Hong Kong police charged pro-democracy advocates, including Joshua Wong (黃之鋒), for taking part in a June vigil commemorating the anniversary of the Tiananmen Square Massacre, the latest move in an intensifying clampdown on the territory’s opposition movement.
Hong Kong Legislative Council member Eddie Chu (朱凱迪), former student leader Lester Shum (岑敖暉) and leaders of the Hong Kong Alliance in Support of Patriotic Democratic Movements of China — which was formed during the Tiananmen Massacre in 1989 — were also among those charged on Thursday for “knowingly taking part in an unauthorized assembly,” Cable TV reported, citing unidentified people.
They are due in court on Sept. 15, it said.
Photo: EPA-EFE
Police levied new charges on 24 people, including several who had already been charged in June with inciting the unauthorized assembly.
Media tycoon and activist Jimmy Lai (黎智英) was among those charged in June, but was not handed an additional charge on Thursday.
Some of those charged confirmed the news via their social media accounts, including Wong, who on Wednesday appeared in court on separate charges related to last year’s siege of the Hong Kong police headquarters.
“Just 24 hours after I have left the court yesterday morning, I am now facing another charge by the government,” he wrote on Twitter. “Clearly, the regime plans to stage another crackdown on the city’s activists by all means.”

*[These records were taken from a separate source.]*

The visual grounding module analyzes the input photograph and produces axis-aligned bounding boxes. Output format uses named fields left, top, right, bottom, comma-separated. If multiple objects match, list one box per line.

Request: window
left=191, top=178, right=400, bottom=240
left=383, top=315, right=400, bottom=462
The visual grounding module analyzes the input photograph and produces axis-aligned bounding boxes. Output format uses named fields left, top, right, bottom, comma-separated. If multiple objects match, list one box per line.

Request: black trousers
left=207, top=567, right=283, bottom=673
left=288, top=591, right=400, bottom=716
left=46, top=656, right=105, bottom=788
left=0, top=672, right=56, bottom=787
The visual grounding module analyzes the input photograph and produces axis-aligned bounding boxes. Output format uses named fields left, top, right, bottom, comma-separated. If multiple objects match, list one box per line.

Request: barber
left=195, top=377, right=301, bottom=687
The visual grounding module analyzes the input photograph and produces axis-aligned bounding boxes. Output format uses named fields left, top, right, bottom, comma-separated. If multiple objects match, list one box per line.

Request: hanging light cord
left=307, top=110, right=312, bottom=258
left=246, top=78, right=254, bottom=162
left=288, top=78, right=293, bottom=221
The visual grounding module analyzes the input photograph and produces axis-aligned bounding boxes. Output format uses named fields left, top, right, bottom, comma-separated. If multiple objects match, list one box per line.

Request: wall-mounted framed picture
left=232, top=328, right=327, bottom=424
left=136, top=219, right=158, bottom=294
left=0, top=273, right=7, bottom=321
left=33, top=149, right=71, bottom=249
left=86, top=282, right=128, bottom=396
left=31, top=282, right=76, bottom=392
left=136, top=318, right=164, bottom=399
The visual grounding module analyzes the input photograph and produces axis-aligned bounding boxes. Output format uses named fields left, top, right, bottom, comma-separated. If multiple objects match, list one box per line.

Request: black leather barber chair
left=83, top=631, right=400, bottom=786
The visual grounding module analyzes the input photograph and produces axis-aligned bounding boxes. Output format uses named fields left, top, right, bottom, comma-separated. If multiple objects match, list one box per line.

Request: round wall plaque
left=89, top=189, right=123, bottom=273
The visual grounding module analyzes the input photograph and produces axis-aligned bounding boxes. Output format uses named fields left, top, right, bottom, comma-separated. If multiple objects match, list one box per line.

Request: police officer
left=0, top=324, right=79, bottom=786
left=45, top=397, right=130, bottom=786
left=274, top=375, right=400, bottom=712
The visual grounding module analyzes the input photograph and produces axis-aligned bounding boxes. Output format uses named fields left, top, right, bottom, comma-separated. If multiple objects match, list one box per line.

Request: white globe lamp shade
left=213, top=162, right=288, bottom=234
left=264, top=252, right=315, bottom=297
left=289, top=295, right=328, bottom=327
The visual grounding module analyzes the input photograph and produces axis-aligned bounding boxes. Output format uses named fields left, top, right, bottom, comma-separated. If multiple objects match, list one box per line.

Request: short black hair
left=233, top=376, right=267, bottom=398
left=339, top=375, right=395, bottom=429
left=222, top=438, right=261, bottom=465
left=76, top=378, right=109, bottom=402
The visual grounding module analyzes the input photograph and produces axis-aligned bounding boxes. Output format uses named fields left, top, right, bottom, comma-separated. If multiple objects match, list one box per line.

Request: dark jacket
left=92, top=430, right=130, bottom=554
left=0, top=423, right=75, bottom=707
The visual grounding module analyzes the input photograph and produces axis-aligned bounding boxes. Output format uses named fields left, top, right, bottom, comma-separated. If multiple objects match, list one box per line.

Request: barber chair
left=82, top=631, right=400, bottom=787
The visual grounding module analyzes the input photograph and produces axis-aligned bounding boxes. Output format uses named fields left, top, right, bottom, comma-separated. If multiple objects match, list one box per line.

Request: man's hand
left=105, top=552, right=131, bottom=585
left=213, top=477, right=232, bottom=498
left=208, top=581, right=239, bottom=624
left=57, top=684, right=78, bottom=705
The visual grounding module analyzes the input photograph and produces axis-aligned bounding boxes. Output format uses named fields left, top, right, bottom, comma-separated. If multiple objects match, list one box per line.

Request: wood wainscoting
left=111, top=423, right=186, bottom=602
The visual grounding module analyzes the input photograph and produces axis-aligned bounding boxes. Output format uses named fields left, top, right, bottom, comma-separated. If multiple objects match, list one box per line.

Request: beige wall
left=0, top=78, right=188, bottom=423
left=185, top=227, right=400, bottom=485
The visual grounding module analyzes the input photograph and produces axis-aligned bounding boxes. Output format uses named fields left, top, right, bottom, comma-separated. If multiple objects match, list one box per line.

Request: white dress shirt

Tens of thousands of people came out peacefully for this year’s vigil on June 4, defying the first government ban on the vigil in three decades due to the COVID-19 pandemic.
The government’s move is likely to fuel criticism that Beijing is trying to quash Hong Kong’s pro-democracy movement, following the disqualification of at least a dozen opposition candidates from now-delayed Legislative Council elections scheduled for Sept. 6.
The charges are tied to an event held before China imposed a National Security Law on the territory at the end of June, and did not appear to be related to the new legislation.
However, they come as Hong Kong police have ramped up enforcement of the legislation, issuing arrest warrants earlier this month for six activists who live overseas and arresting four young activists for online comments that allegedly fell afoul of the legislation.
Concerns are also rising globally about Hong Kong’s future autonomy and the state of basic freedoms in the territory. Countries — including the UK, Canada and Germany — have suspended their extradition treaties with Hong Kong following the adoption of the legislation, and the US has moved to end so-called special trading privileges that distinguish the territory from China.